Step 4: Calculate the p-value
The p-value is the probability of observing a test statistic as extreme as the one computed (or more extreme) under the null hypothesis.
Since we are testing whether the proportion is larger, we will calculate the p-value as the probability of observing a value greater than the test statistic. We can use a standard normal distribution table or a calculator to find this probability (area under the curve to the right of the test statistic).

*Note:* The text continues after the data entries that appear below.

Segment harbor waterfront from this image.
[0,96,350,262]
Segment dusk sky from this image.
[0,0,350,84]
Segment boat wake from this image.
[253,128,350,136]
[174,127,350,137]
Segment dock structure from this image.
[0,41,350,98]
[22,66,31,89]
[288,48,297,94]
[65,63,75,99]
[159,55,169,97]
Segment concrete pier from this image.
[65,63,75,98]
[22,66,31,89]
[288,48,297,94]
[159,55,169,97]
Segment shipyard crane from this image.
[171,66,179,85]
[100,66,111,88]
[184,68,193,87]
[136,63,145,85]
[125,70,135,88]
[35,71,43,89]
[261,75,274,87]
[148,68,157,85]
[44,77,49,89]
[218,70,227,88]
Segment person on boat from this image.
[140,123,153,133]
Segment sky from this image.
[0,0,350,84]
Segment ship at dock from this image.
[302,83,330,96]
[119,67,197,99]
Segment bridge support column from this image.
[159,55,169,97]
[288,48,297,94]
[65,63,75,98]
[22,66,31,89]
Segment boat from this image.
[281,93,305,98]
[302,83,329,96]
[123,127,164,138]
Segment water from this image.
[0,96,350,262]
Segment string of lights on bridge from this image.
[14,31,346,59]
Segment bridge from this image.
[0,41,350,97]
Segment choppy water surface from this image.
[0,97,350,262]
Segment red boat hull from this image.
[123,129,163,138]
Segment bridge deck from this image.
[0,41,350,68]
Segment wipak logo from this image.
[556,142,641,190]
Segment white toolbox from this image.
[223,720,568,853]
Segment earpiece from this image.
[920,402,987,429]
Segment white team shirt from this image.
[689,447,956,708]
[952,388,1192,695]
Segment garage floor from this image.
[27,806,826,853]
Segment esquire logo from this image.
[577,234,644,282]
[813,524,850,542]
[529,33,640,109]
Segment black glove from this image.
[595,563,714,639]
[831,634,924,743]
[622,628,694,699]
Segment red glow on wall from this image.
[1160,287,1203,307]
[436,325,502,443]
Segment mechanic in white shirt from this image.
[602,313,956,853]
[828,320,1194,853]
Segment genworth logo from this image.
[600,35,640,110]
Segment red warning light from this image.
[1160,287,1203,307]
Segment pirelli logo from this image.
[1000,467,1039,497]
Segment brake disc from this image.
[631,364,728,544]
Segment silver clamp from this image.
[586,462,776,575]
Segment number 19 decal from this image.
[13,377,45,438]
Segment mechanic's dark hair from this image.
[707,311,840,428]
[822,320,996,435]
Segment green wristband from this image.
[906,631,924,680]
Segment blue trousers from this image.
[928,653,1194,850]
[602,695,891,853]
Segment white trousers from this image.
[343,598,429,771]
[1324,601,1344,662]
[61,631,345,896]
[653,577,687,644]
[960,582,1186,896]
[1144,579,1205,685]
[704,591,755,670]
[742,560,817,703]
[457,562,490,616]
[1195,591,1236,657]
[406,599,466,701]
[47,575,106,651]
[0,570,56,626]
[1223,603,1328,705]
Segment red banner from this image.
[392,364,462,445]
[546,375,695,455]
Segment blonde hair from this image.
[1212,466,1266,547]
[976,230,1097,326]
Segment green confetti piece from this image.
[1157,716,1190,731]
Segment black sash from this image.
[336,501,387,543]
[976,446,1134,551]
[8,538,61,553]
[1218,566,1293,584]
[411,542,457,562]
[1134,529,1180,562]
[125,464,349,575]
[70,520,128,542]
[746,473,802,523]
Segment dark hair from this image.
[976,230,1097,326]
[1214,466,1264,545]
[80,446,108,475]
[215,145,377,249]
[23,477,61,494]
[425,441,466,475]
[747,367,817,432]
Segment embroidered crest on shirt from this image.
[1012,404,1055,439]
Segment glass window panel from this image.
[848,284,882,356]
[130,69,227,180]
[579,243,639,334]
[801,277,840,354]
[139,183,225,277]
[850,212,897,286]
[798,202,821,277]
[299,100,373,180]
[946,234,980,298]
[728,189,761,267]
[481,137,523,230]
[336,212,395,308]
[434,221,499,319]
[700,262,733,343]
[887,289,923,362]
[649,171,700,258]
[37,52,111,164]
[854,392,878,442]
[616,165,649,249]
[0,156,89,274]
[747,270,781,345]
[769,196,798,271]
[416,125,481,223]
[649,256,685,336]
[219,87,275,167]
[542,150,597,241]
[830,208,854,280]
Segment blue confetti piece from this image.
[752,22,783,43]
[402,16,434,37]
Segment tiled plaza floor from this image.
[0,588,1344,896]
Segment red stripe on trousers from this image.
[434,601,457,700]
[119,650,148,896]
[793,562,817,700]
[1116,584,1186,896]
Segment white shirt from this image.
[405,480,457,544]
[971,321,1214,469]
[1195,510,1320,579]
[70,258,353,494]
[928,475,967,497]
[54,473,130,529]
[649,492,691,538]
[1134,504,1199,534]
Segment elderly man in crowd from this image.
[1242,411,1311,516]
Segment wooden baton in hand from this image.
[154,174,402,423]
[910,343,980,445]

Step 5: Make a decision and interpret the results
If the p-value is less than the significance level (α), we reject the null hypothesis in favor of the alternative hypothesis. If the p-value is greater than α, we fail to reject the null hypothesis.
In this case, comparing the calculated p-value with the significance level (α = 0.05), we can make a decision.
Now, let's perform the calculations to determine the test statistic (z-value), calculate the p-value, and interpret the results.